Sen. Barack Obama, D-Ill., Tuesday proposed a sweeping set of federal reforms Tuesday to combat mortgage fraud, ratcheting up enforcement and creating a national database of brokers who have been disciplined, the Chicago Tribune reported.
Obama’s bill would increase funding for federal law enforcement programs, create new criminal penalties for mortgage professionals found guilty of fraud and require industry insiders to report suspicious activity, media accounts said.
Mortgage fraud is “robbing thousands of Americans of their dream of home ownership, and costing the mortgage industry hundreds of millions of dollars each year,” Obama said, according to accounts. “Congress needs to come to the table and do its part.”
Obama and the bill’s co-sponsor, Sen. Dick Durbin, D-Ill., said they were moved to act by a recent Chicago Tribune series on mortgage fraud, in which swindlers use high-tech identity theft and face-to-face scams to wrest control of homes, then secure hefty bank loans that go unpaid, reports said.
During the last five years, FBI reports of mortgage fraud have soared across the U.S.
Obama’s bill would authorize $10 million more for anti-mortgage-fraud programs in the Departments of Justice and Housing and Urban Development, media reports said.
It also would require the FBI to update bankers on fraudulent activity in a formal, systematic way, according to reports. Today, real estate attorneys, companies and trade groups rely on several industry Web sites that use news articles and government press releases to disseminate fraud reports from across the country.

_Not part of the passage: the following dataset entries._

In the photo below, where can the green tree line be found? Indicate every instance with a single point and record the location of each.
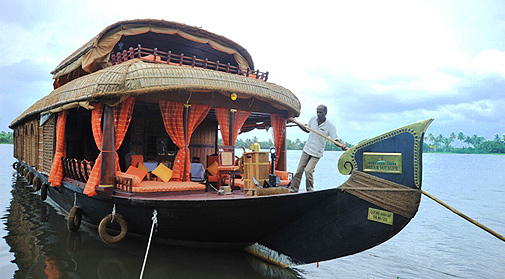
(472, 144)
(469, 144)
(5, 137)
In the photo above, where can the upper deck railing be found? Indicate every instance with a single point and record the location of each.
(182, 60)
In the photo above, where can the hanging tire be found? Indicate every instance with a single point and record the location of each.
(102, 229)
(74, 219)
(37, 182)
(29, 178)
(43, 192)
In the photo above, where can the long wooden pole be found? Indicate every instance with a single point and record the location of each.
(320, 134)
(497, 235)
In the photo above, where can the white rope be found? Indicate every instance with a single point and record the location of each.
(155, 221)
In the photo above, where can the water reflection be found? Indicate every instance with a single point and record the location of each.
(43, 247)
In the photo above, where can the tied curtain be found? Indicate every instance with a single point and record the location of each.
(122, 115)
(223, 119)
(173, 119)
(56, 174)
(279, 125)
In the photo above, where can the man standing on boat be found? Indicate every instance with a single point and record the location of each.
(314, 147)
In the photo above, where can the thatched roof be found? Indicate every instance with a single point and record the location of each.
(95, 54)
(138, 77)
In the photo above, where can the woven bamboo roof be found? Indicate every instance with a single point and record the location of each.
(93, 55)
(138, 77)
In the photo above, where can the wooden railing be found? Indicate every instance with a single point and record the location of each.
(182, 60)
(76, 169)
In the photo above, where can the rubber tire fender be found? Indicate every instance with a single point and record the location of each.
(74, 219)
(43, 192)
(37, 182)
(102, 229)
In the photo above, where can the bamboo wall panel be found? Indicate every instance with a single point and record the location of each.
(48, 143)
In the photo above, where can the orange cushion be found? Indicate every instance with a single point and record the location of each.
(163, 172)
(159, 186)
(135, 179)
(138, 172)
(136, 159)
(212, 169)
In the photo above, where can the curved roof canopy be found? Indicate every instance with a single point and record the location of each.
(157, 81)
(95, 54)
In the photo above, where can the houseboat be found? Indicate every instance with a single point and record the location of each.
(130, 134)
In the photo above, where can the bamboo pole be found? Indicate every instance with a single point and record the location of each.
(497, 235)
(320, 134)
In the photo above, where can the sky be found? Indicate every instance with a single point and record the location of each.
(377, 65)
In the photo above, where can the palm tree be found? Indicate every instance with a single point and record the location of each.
(477, 141)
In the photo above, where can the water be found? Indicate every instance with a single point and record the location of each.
(436, 243)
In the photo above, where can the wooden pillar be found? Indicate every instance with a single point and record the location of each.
(232, 124)
(107, 167)
(186, 140)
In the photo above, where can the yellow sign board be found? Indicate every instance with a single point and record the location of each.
(380, 216)
(382, 162)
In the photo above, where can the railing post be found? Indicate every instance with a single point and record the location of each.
(181, 58)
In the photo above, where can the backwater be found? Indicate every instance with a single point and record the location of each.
(435, 244)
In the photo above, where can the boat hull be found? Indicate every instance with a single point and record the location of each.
(306, 227)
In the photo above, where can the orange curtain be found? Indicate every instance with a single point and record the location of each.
(122, 118)
(279, 126)
(223, 118)
(173, 118)
(96, 127)
(56, 174)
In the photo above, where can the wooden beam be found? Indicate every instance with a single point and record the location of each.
(186, 140)
(107, 167)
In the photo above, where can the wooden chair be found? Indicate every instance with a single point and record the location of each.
(226, 155)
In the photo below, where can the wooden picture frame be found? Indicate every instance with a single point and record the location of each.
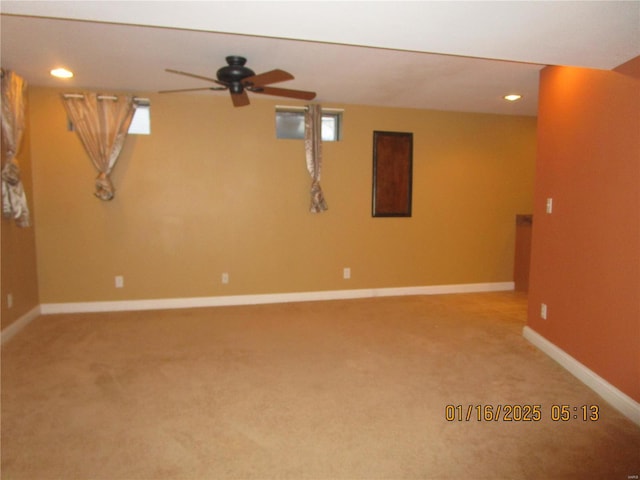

And the bill would establish a national database of mortgage professionals who have been sanctioned by state or federal regulatory agencies, reports said.
Several features of the proposed legislation may win consensus because they previously have been embraced by real estate industry groups and law enforcement agencies.
The FBI already has called for mandatory fraud reporting by real estate industry professionals along with safe harbor from liability for those whistle-blowers. A similar system is in place in the banking industry. These features also appear in the proposed legislation, reports said.
Other aspects of the bill could be opposed by real estate and banking interests, experts told the Tribune.
One provision of the measure would strengthen the ability of fraud victims to file federal lawsuits, reports said. Individuals now must seek redress in state courts, which have more restrictive rules about information gathered during discovery, Peter J. Henning, a Wayne State University Law School professor, told the Tribune.
Henning said that could increase the liability banks and real estate companies face for their employees’ misconduct, reports said.
“I suspect there would be opposition to that provision,” Henning said.
Others wonder whether the bill fails to cover a large population of unlicensed counselors and operators who commit fraud, reports said.
“This law won’t reach people outside the mortgage lending institutions,” said California attorney Rachel Dollar.
But the growing cost of mortgage fraud — lenders suffered more than $1 billion in losses last year — has convinced many industry groups that it must be addressed somehow, reports said.
“Folks in the mortgage industry are suddenly concerned about fraud, because they’re losing money too,” Ira Rheingold, executive director of the National Association of Consumer Advocates, a group of public-interest attorneys who support the legislation, told the Tribune.
Obama’s proposed bill, written in consultation with the Treasury Department, Madigan and Chicago police, would authorize increased federal funding for mortgage counseling, reports said. It also would grant funding to the state agencies that license and monitor appraisers and other real estate professionals, according to reports.